As mentioned, I'm finally finished with my Ph.D. My graduation gift to myself was the very excellent (if you're a woodworking geek) book by Christopher Schwarz, Workbenches: from Design & Theory to Construction & Use
. (Before you read this book, you should read -- for a larger context -- Scott Landis' The Workbench Book
. They aim to do very different things: Landis' book is more of a tour of woodworking workbench types, whereas Schwarz's is about the criteria for a woodworking workbench, and how to get the most out of it.)
Since finishing my Ph.D. (mid-May), my free time hasn't expanded to the extent that I'd hoped: I've been looking after the kids, trying to make up the hours at work that I sacrificed over the last three months, and catching up on around-the-home things I'd neglected. But, I'm still optimistic and ambitious.
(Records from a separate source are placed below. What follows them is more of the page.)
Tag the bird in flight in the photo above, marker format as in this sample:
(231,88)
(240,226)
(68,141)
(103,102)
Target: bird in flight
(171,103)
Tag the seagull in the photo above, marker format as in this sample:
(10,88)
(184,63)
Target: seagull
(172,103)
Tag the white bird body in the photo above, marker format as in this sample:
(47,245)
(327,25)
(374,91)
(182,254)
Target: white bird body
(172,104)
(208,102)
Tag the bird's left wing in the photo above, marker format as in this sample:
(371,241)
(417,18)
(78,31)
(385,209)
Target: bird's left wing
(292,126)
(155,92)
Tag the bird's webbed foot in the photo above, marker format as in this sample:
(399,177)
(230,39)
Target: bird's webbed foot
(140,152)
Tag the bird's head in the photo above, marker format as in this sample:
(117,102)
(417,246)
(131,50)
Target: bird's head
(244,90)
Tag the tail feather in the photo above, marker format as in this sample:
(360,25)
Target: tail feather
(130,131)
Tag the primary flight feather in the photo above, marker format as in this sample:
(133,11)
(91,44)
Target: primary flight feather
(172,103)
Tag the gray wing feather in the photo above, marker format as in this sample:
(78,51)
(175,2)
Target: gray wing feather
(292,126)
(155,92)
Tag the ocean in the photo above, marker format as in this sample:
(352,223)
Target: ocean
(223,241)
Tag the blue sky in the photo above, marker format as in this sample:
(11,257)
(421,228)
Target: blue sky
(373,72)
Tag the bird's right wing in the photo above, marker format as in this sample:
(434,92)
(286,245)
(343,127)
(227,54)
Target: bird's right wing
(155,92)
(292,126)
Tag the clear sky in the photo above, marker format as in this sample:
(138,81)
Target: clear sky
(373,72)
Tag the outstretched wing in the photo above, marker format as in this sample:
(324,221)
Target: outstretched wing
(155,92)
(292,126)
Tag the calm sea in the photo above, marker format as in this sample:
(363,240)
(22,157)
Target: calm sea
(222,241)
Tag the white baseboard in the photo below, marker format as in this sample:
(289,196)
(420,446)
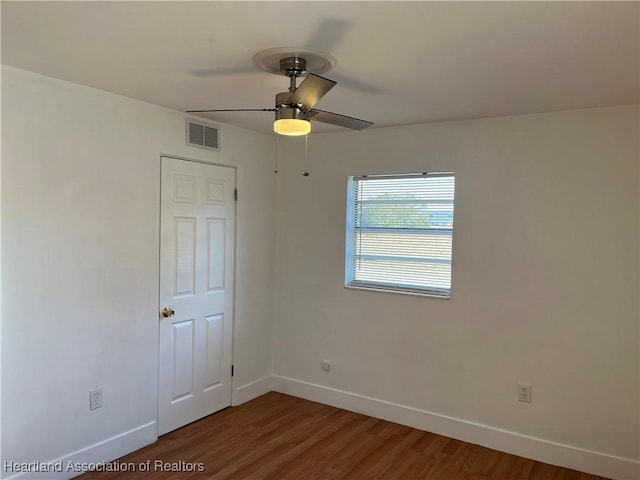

One of the tasks at the top of my ''To Do (When I Finish My Diss- ertation)'' list is to build a little 8' x 11' outdoor "transitional" workshop (we're going through city council planning permission -- a long process -- for an eventual three-car garage out back). Once I build the small workshop, I'll be ''inheriting'' my wife's great-grandfather's workbench from her uncle who lives down the road (pictured at left, and below)
Great-Grandpa was a shipwright -- although I believe this was his "at home" bench, so it was probably used for handyman tasks, rather than boatbuilding.
The dimensions are 9.4 ft. long x 23.6'' deep x 35'' high (metric: 2.85m long x 0.6m deep x 0.9m high
) -- which are pretty close to the dimensions recommended in Chris Schwarz's book. He recommends a woodworking bench be at least 5 feet long (unless you only build small stuff); about 24'' deep (yup); and about as high as where your pinky connects to your hand (which for me is 31.5'') -- so, a little high (but, I'll try it out and see how it works).
This shot (see left)
is a little dark: you may have to adjust your screen's brightness setting to see it -- and maybe click on the photo and zoom in a bit. Although it's an imperfect photo, you can get a sense of the construction of the back: a rear apron, plus a stretcher to tie the legs together.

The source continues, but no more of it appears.